Methods: We collected demographic data, information on the time, and course of treatment of patients with AML, which were classified in three risk groups and treated according to standard arm of BFM AML protocols 83, 93, 98, and 04. We assessed the rate of remission, event-free survival and overall survival, the incidence of relapse, the secondary neoplasms, secondary AML, the proportion of patients treated with hematopoietic stem cell transplantation (HSCT) and causes of death. The 2- and 5-year overall survival (5yOS) was estimated according to age group, risk group, the presence of remission, and the time of the treatment.

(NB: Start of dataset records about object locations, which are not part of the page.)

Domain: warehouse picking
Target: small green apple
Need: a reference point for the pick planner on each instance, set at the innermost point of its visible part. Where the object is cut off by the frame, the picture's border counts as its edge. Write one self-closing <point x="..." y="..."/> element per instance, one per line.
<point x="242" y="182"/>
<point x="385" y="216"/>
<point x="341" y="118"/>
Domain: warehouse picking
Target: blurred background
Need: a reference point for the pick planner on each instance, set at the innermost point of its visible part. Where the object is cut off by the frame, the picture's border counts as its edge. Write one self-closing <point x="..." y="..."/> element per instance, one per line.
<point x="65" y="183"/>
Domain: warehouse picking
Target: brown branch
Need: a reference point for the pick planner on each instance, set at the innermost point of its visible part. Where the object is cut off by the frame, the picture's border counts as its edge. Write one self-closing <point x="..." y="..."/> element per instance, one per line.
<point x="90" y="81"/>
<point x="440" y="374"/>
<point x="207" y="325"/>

Results: There were 50 patients, 18 males (36 %) and 32 females (64 %) included in this study. Secondary AML was presented in four patients. Patients treated with HSCT were 18 (36 %), 9 of them in first remission. The 2-year overall survival (2yOS) was 63.7 ± 6.8 % and 5-year survival was 55.0 ± 7.2 %. Differences in survival between age groups (0–5 years, 6–10 years and more than 10 years) was not significant. All patients in standard risk group lived for more than 2 years, in high-risk group 2yOS was 56.7 ± 7.7 % (p = 0.05). Patients who were in remission before second treatment block had 2yOS 77.8 ± 7.4 % and 5yOS 63.8 ± 8.8 %, compared to the patients who were not in remission (2yOSand 5yOS 37.5 ± 12.1 %, p = 0.001). The 2yOS in patients treated with HSCT in first remission was 62 %. There were 17 patients (34 %) who had relapse of the disease, 23 (64 %) patients died, 14 (61 %) due to progression of the disease.
Conclusions: The results of treatment of AML in our center are comparable with other European centers. Survival was better in the standard risk group and in patients who were in remission before second treatment block. We observed a trend of improvement in survival in the time observed.